To determine which of the two reasoning is most likely, I ran a few simulations. By a few I mean a million. I considered 17 Celtics championships, 7 Red Sox championships, 6 Bruins championships and 3 Patriots championships, then randomly sampled without replacement. Our measurement of clustering is simply the number of clusters observed. The minimum number is 4 when all teams win all their titles without interruption (17 green, 7 red, 6 yellow and 3 blue, or 6 yellow, 3 blue, 17 green and 7 red, or...). The max is 33 when teams keep interrupting each other:
G-Y-G-Y-G-Y-G-Y-G-Y-G-Y-G-B-G-B-G-B-G-R-G-R-G-R-G-R-G-R-G-R-G-R-G.
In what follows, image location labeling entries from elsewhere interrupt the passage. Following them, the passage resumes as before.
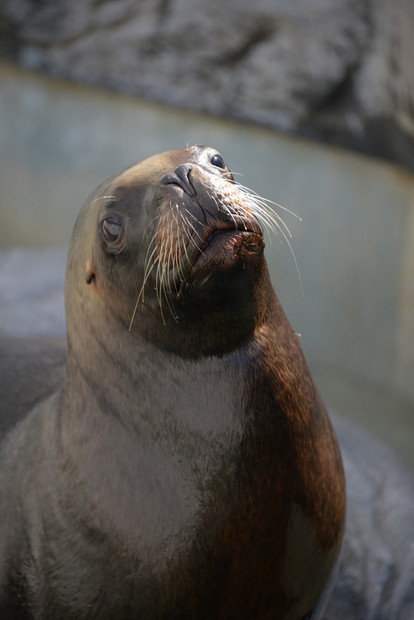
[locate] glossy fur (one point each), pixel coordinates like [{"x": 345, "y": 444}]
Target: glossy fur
[{"x": 186, "y": 467}]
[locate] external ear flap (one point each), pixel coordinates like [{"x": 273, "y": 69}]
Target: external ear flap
[{"x": 90, "y": 274}]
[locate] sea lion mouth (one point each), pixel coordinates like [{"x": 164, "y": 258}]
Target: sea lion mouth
[
  {"x": 227, "y": 229},
  {"x": 207, "y": 223}
]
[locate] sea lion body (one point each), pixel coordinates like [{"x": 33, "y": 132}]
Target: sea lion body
[{"x": 187, "y": 467}]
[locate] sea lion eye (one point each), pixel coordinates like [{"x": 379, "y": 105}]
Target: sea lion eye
[
  {"x": 112, "y": 229},
  {"x": 218, "y": 161}
]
In Boston history we have 9 transitions which is definitely on the low side. The histogram for a million simulations yields:




The average and median number of clusters was greater than 22. Not only is our observation of 9 (red vertical line) much lower, but not a single of our 1000000 simulation yielded a value less than 10! Talk about p-value!


Second Approach

We definitely simplified the true dynamics on championship winning by considering our urn of championships from which we picked. A second approach would be to look year by year at the probability of a team winning a championship.

Based on our observations of the last 114 years (assuming a start date in 1900) the Celtics won 17 times, the Red Sox 7 times, the Bruins 6 times and the Patriots 3 times. We can therefore use these empirical probabilities to generate other what-if scenarios where each year the probability of any team winning is independent of the past (no team dominance).
With this simple approach I only consider that a single team can win in any given year. Starting in 1900, I flip a very biased 5 sided-coin where Celtics come up with probability 17/114, Red Sox 7/114, Bruins 6/114, Patriots 3/114 and Nobody with 81/114. And then look again at how many clusters are obtained.



In the first approach we sampled without replacement from an urn with 33 championships. However in our new approach we could get no championship at all every single year or a championship every single year! We can't just compare the number of clusters, but should instead look at cluster average: # transitions / # championships. In real life the ratio is 8/33  ~ 0.2424. In our new 1000000 sample we were able to generate a few cases that out-performed real life where 8 transitions were also observed but with 34 and even 36 championships. Some very low values of averages were observed when the number of championships won was almost half (4 transitions and 19 championships, this was huge Celtics dominance!). That being said, only 39 out of 1000000 simulations yielded an equivalent or better ratio. Here's a plot of the distribution of cluster-to-championship ratio, with the red line indicating what we observed in Boston:




So no matter how simple our approaches, we have definitely put forward some evidence of sports dominance by Boston's teams (and luckily for our analysis, Boston's teams did not dominated at the same time too often or that would have created some high frequency alternating between the two teams, thus breaking our clustering metric).

I don't believe my three-year old grasped all the subtleties involved here, but I definitely hope all those bright colors will get here interested in stats!